Just a Reminder (Thiem losses on clay)

metsman

G.O.A.T.
Just noticed that the six times Thiem has lost at the French Open, five of them were to Djokodal (Rafa 4, Novak 1) and a tight four setter against Cuevas in 2015. It seemingly takes the best in the world to stop him at the dirt major.
Doesn't seem to take the best in the world much effort to stop him though. And besides the best in the world (and cuevas) who is left?
 

Mike Sams

G.O.A.T.
Thiem is vulnerable, yes, but in best of five on clay, he has only been losing to the very best on clay. And at RG, that is what counts.

For me, as I mentioned in another thread, my concern for Thiem is more about the mindset heading in. Is he hungry?
How can the world #3 not be hungry?
 

Meles

Bionic Poster
How can the world #3 not be hungry?
After Sunday all bets are off on Thiem's state of mnd; he himself is not sure how he will react. Hopefully the assassin that took out Meddy returns to his favorite surface and mixes it up with both djoko and nadal, but his head may not come out of the clouds in time.:rolleyes:
 

NonP

Hall of Fame
Just noticed that the six times Thiem has lost at the French Open, five of them were to Djokodal (Rafa 4, Novak 1) and a tight four setter against Cuevas in 2015. It seemingly takes the best in the world to stop him at the dirt major.
This, for the umpteenth time, does not mean the guy would've won against lesser competition, and the numbers in this case indeed tell a different story. As I've pointed out Thiem was statistically underwhelming in '18 and '19 when he respectively won 56.1% and 56.3% of his games on clay. His career high actually came in '17 when he won 58.4%, and while this conversion rate isn't bad per se it still pales in comparison to that of other non-FO champs from years past. See for yourself:


Again we're looking at guys who failed to win a single FO, or even reached a FO final. And this was against the entire field, not just Djokodal or whoever was tops back then, not to mention that apart from those two* only Cilic has come close to achieving the 60% milestone after 2015 (or that the depth of CC competition has been on a downhill trend since the '90s - follow the below link). There's nothing in these #s that suggests Thiem wouldn't have struggled to win RG in previous eras if not for Djokodal.

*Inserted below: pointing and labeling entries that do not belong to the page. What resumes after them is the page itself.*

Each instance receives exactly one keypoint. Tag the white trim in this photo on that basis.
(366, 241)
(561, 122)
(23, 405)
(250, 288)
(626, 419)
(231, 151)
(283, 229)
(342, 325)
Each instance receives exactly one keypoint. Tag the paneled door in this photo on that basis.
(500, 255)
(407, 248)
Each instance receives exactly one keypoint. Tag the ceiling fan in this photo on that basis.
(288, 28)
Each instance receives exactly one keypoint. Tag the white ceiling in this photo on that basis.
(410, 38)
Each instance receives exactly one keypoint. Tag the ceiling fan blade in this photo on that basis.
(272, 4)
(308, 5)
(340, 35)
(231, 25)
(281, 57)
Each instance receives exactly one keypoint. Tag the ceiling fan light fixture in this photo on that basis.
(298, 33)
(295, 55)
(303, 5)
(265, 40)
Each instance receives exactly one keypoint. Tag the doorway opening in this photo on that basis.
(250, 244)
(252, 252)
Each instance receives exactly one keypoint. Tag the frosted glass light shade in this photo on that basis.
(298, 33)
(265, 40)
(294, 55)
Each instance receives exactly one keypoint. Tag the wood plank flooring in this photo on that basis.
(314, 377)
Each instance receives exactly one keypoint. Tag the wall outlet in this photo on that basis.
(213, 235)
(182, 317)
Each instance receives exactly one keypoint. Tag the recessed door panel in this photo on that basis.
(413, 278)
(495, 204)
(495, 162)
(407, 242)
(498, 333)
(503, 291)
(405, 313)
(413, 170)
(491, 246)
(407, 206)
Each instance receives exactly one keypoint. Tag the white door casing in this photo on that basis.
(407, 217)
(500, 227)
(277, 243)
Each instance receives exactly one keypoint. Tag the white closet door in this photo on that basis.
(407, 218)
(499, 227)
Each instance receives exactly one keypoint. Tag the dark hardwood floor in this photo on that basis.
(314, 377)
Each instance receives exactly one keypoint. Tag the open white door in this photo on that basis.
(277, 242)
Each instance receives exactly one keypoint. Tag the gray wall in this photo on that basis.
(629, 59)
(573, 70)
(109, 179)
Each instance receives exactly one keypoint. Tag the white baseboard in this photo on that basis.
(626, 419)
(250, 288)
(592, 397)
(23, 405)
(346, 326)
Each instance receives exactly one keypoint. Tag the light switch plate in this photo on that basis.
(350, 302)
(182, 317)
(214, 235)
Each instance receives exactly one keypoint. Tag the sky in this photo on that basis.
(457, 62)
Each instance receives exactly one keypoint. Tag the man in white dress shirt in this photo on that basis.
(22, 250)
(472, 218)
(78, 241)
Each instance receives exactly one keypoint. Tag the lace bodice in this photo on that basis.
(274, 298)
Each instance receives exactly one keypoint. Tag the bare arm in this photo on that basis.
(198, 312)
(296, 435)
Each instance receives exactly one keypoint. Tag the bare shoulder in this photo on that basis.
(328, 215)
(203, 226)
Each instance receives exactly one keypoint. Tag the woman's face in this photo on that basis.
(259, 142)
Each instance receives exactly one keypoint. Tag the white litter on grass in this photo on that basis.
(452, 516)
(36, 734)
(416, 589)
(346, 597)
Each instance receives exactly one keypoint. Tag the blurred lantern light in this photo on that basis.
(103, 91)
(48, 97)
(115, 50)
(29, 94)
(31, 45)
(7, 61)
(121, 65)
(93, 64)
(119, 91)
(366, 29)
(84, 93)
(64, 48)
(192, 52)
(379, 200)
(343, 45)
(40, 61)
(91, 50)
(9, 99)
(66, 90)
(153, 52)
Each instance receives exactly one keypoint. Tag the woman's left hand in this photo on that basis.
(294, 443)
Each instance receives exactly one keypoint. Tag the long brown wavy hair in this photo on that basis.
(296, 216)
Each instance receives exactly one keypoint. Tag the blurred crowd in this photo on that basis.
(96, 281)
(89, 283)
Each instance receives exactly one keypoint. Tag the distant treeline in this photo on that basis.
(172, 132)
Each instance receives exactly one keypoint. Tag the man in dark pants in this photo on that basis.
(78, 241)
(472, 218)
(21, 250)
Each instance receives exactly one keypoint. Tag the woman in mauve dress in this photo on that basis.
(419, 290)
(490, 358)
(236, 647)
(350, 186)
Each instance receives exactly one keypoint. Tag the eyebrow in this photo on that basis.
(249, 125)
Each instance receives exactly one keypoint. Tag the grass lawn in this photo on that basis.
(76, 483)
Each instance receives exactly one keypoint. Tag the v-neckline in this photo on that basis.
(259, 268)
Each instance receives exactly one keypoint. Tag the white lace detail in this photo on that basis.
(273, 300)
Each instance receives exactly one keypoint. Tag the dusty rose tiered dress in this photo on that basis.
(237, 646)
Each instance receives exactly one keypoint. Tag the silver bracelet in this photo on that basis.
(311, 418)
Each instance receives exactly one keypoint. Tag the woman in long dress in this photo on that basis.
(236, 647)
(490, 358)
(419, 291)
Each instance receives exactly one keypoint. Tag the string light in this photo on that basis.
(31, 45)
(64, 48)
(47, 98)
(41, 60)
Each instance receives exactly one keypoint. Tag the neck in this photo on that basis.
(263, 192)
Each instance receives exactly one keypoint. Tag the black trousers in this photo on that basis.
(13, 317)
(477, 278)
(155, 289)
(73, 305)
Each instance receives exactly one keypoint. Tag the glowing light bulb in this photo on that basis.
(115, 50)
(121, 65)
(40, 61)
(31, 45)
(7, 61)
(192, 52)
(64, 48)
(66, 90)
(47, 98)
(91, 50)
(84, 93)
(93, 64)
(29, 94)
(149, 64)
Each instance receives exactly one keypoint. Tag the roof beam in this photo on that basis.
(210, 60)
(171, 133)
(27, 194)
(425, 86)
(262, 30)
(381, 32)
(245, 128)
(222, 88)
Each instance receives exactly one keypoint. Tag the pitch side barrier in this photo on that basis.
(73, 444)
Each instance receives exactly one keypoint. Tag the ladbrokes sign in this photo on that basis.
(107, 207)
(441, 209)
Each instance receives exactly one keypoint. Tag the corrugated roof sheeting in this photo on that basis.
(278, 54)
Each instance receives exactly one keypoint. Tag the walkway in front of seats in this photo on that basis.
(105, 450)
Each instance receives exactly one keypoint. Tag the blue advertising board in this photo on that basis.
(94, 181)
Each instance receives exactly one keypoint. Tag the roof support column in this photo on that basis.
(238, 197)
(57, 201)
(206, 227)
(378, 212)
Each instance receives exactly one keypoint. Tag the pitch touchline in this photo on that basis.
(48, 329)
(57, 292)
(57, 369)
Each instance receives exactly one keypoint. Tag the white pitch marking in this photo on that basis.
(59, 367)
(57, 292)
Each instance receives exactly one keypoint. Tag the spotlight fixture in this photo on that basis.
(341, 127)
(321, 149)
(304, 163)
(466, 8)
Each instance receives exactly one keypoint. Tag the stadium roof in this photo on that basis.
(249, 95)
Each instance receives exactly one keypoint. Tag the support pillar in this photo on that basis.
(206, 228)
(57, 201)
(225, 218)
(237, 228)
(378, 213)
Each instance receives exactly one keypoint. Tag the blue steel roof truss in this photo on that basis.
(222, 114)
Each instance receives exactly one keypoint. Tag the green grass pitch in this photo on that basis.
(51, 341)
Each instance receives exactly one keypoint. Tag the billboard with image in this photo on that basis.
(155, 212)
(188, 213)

So what's his problem then? After all the guy is arguably the biggest hitter active today, right? Well, turns out returning 15 feet from behind the baseline may not be a winning strategy even on clay when your name isn't Rafael Nadal:


So only in '17 did he ever crack 30% in return games won. To put this in perspective it's historically been the 40% threshold that all but guarantees the player a FO in the year proper or some other year. In short Dominic's return position is not a choice or preference but a necessity. His long backswing off both wings leaves him vulnerable to redlining opponents even on clay, and while Rafa can afford to stand far back thanks to his unmatched footwork and agility (though even he's been trying to shorten points in recent years) Thiem simply can't match him in either area to be able to get away with it.

TBF the guy is still 27 and may well go on to surprise us now that he's bagged a major, but even if you buy the standard talking point (I don't) that the increasing physicality of today's game has made it favorable to veterans, dirtballing most likely remains a young man's game and Thiem probably has 3-4 more years tops for a realistic shot at RG.

*Not that Novak himself has been such a world-beater of late. Here are his own %s of games won on clay since 2016 when Thiem reached his 1st FO SF:

2016 - 59.7%
2017 - 56.7%
2018 - 56.9%
2019 - 59.4%

Again not bad by any means, but pretty mediocre by championship standards. Now Djoko's career average stands at an impressive 58.8%, which would be the envy of almost any dirtballer apart from Rafa, Borg and probably Lendl, but his level has always been fairly steady and he falls short of Courier and Bruguera in season peak or Kuerten when redlining, let alone those CC giants. And suffice it to say Fed was barely a factor from '16-'19 (skipped '17 and '18 altogether, won just 55.0% and 56.4% in '16 and '19). Yet more reason to be skeptical of the Thiem hype.